Let me say first that a dividend ban is a blanket instrument. It's an exceptional measure that has to remain temporary. Having said that, if you receive public money then it is not to pay out private shareholders. Now there are different possibilities to arrange things. The Swiss have found quite an interesting way to try and accommodate both objectives. We have done it differently, and we have many people taking a very keen interest, from the European Parliament to the ESRB. When the pandemic stroke, the lockdowns imposed were very general and across the board. The dividend ban was also general and across the board.

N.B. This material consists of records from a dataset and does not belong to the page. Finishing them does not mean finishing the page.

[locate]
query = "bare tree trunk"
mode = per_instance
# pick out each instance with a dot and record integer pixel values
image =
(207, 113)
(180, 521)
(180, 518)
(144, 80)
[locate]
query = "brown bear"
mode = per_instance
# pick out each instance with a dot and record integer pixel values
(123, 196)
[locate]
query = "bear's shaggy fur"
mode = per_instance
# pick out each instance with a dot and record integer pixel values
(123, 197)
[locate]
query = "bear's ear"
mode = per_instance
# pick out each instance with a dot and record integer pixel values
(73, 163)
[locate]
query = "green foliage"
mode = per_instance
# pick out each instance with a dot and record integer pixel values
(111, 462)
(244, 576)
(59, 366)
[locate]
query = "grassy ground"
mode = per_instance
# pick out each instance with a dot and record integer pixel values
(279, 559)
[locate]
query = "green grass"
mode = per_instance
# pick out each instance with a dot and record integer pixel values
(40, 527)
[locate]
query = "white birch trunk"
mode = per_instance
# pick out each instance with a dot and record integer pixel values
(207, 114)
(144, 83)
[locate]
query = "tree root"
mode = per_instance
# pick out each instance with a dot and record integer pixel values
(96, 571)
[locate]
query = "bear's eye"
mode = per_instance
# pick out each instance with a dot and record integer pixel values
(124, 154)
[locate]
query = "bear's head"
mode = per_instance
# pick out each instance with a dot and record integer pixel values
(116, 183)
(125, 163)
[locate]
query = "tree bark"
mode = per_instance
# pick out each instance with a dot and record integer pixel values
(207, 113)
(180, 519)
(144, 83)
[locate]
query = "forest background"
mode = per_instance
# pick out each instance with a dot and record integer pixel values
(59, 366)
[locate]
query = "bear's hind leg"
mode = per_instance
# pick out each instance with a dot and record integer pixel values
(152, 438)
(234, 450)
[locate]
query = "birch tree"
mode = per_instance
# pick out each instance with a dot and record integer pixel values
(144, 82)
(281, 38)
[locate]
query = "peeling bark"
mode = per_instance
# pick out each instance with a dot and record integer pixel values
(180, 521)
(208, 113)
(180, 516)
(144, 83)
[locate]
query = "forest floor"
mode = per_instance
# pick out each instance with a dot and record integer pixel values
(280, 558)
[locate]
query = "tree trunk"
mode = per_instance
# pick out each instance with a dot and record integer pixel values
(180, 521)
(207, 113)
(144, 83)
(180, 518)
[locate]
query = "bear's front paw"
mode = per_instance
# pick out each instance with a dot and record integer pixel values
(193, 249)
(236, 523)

This time around in the second wave, we see that the reactions are much more targeted, even surgical. I think there are arguments to remain very conservative as to the principle of dividend distribution, avoiding public support being privatized and paid out to private shareholders. But there are also situations which would warrant a return to more normal. If for example the capital available and the distance to the maximum distributable amount was very big, a certain amount could be resumed for dividend payouts. But this is a discussion that has to be continued.
We will not take a decision until we have further evidence from the economic fallout of the second wave, like for monetary policy. That is the reason why we will only have this discussion in mid-December when we have the renewed certainty of what is the economic fallout, and also what is the quality of capital planning of the banks. And if there is the same amount of uncertainty, that will of course not encourage us to revert too rapidly to what I would call the normal situation. But as always in life, we will probably have to follow a middle way, taking into account what is the evolution of the world around us and employ our instruments accordingly.
One more question on the exchange rate side: if currency strength was a problem, how would you look at asset purchases versus further rate cuts? Do you see a difference in terms of exchange rate impact, and could this play a role?
From a purely analytical point of view, you will have seen the studies which make the distinction between the different instruments. But we do not design our instruments to target exchange rates. Our objective is price stability over the medium term. Exchange rates do not drive the design of our instruments, but they are an element that we continue to monitor because it influences other variables which are very important for our price stability objective. I would call it a secondary effect.
Looking a little bit further out towards the strategic review: how much inspiration do you take from the Fed in terms of their change of the strategic framework, and is average inflation targeting something that you could see for the ECB as well?
The Fed has different objectives and operates in a different structural environment of the economy than is the case in Europe. We are a much more bank-financed economy, and capital markets play a lesser role. We also do not have a dual objective, we have a single priority. That is what is driving us. We of course take note of the Fed's adjustment, but we will follow what we have in our constitution, our objective. We have to obey the treaty and our statutes.
And we also want to be understood by our citizens. It's not about changing the objective every couple of weeks, months, or years. We want to be connected to our citizens and be connected to an understanding of the citizens of what we are doing. And I think this has been achieved. We have been able to keep inflation expectations anchored. Even though expectations have come down a little bit, we are still – at least with long-term expectations – very well anchored. And we do not see signs of disanchoring. And that begs the question as to the changes that we want to do. Why would we go for an attitude of make-up? If you have 20 years of below target, does that mean you need 20 years above target? I think that would be very dangerous for inflation expectations.